UCLA hosts one of the top 10 political science departments in the country, according to College Factual. Despite that, many UCLA students are excluded from public service internships due to a lack of financial assistance.
Public service internships are crucial for those hoping to pursue careers in fields such as advocacy, public policy or law. Such internships provide students with the experience they need for their future endeavors. But the financial barriers that come with interning remain a huge obstacle for many, particularly students from underrepresented backgrounds.
It is crucial UCLA expand existing programs that bridge the gap between students and internships.
It is no secret that pursuing internships is costly. Most congressional internships and all White House internships do not offer any compensation, despite the average 10-week internship costing upwards of $6,000 for cost-of-living expenses. This especially shuts out students from low-income families who simply cannot afford to stay in expensive cities such as Washington without financial assistance.

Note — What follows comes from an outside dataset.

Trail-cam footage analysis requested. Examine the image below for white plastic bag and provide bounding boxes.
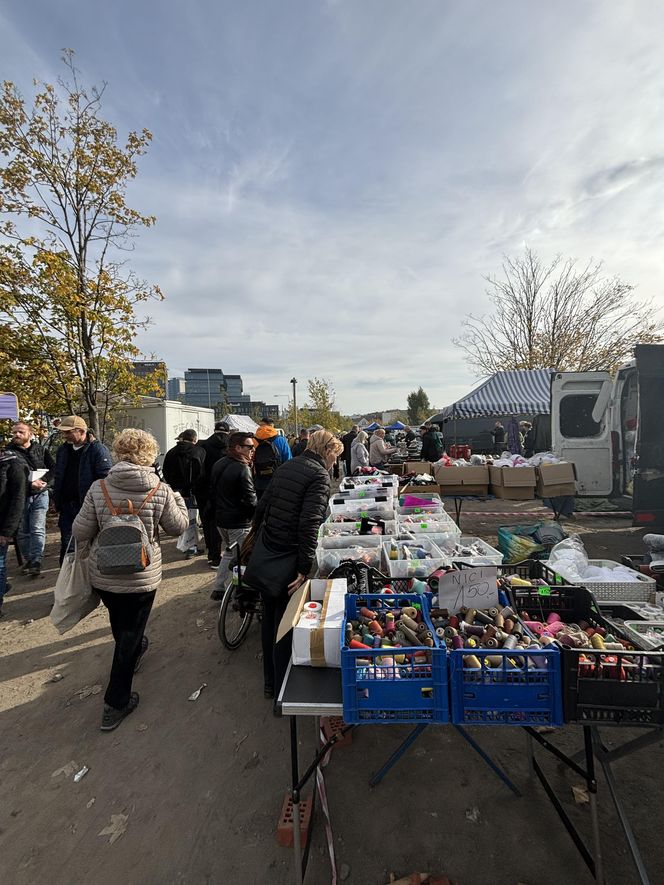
[175,507,200,553]
[549,535,588,584]
[51,539,101,633]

Chris Howell, the industry relations manager at the UCLA Career Center, said one UCLA student he knew needed to stop their internship at the LA District Attorney’s Office at the San Fernando Courthouse three weeks early in order to pay for gas and parking. Internships in LA are hard enough for students to fund, so the thought of pursuing internships in cities such as Washington or New York are out of the question completely for some students.

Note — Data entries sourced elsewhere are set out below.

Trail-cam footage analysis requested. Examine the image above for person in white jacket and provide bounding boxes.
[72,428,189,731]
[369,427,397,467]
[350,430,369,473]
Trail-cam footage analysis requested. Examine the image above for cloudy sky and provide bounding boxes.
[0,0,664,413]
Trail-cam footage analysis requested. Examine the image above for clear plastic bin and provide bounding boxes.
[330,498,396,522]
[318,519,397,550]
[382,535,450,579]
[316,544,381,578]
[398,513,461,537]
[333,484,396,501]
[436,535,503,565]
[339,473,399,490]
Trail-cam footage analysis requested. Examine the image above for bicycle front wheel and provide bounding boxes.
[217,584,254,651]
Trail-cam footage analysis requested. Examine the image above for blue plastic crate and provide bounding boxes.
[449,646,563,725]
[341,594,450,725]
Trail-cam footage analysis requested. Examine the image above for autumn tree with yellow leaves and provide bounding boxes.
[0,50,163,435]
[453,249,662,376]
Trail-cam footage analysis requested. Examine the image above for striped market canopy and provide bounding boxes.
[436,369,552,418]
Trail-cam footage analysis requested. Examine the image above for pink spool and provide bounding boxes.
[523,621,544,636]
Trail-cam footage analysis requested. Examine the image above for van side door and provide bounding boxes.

Howell said another student told the Career Center that the lack of paid public service internships caused him to work in the UCLA Student Affairs office instead. Howell added the student thinks he is not prepared for entry-level government jobs without a relevant internship experience.

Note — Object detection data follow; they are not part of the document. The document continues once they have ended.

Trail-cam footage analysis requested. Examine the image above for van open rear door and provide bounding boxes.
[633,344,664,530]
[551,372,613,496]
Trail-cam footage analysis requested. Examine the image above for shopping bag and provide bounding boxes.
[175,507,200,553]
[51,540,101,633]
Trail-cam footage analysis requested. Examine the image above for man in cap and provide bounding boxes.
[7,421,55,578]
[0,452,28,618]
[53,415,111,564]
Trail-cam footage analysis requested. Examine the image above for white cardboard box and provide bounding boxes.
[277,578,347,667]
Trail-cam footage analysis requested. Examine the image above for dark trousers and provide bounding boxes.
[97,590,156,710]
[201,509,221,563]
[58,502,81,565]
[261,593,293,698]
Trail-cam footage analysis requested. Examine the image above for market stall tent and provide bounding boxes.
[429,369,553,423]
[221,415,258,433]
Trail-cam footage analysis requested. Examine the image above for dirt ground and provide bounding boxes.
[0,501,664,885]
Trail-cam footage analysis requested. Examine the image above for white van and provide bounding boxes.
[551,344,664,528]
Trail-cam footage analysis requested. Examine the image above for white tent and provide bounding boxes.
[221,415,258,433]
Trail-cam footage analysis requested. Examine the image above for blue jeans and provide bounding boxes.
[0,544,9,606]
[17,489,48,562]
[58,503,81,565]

Unfortunately, these are just a few of many stories from those who had to abandon their pursuits due to a lack of funds. For many first-generation students, low-income students and students of color, public service opportunities become barriers rather than pathways to success. This is why UCLA must provide tuition assistance for students from disadvantaged backgrounds who want to pursue internships such as those in public service that are pivotal to career development and professional networking.
The university already has existing programs such as the D.C. Fellows Program that do this. The D.C. Fellows Program provides students with grants for internships in Washington. Although living in the D.C. area over the summer can cost several thousand dollars for housing, transportation, wardrobe, flight tickets and food, this program only provides $1,000 scholarships to students pursuing public service internships. The program also provides housing to up to 20 Bruins in the UC Washington Center, but the housing rates are not subsidized.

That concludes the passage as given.